Monday, December 19, 2011
Real Tree, Fake Tree
My cousin emailed me a couple of day ago with the news that, for the first time ever, her family had a real Christmas tree. This was a strange thought for me, as our story has been quite different.
For years and years we used to have a real pine tree for our Christmas tree. Dad would set off, two weeks before Christmas with an empty van and one son in search of the perfect tree. Many hours and several tree farms later they returned, always with a beautiful tree shedding it's needles in the back.
Then the stand was nailed onto the tree and the boys and Dad carried it in through the door, covering the carpet with more shed needles.
The real tree filled the house with the smell of pine. Every day the floor needed cleaning, but the real tree was so perfect for us that we never minded the extra work it caused.

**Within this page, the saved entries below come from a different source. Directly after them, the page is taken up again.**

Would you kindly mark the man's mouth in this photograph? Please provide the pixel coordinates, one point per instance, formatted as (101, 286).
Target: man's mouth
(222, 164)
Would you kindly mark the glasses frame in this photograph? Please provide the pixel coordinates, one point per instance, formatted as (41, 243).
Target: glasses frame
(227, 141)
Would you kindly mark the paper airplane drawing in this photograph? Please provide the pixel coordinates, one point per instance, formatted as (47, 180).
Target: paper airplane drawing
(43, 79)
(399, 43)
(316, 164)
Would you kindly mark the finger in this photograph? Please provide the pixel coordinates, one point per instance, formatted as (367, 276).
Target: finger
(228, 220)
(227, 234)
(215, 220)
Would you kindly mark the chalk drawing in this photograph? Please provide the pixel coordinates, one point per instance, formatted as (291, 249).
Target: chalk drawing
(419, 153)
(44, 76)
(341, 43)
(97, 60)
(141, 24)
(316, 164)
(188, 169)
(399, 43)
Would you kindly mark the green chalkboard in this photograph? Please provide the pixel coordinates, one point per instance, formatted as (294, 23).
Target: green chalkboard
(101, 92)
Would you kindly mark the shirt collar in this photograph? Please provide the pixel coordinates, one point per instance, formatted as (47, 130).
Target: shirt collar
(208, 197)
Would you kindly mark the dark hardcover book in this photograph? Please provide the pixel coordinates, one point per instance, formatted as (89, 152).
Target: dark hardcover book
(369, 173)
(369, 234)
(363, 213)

But then, two years ago, disaster happened. The van returned without a tree of any kind. The tree farms had no trees for us.

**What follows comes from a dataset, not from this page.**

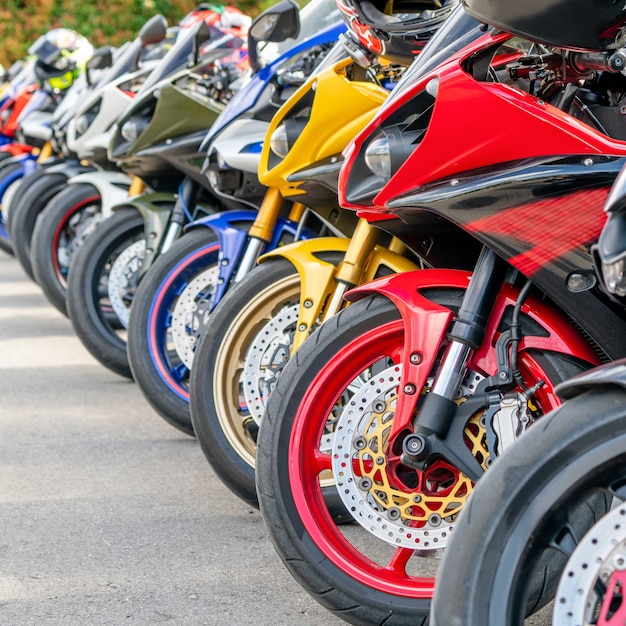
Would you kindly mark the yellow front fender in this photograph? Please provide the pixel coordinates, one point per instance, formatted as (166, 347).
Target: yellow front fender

What to do? Dad had checked everywhere for a tree. Were we doomed to a treeless Christmas?
No, it wasn't that bad. We were only reduced to a fake tree. Mum and Dad bought one at once and we girls started to put it up. I was ready to hate that tree. How could a fake tree compare to a real tree? There was no possible way.
But I couldn't hate it for long. The tree hardly shed any needles. It went up so much easier than the real tree. It even looked real. The only thing missing was the smell. And, though it was fake, it was a tree.
This year I don't mind the fake tree. It can't help not being real. And it does it's best to be a real tree. Plus there is space for all our many ornaments.
I love real trees. I love the smell and the mess. But the fake tree is tidier, more perfect, and can be used year after year. It's not real, but it is still a tree. And I don't hate it. I think I might even love our tree.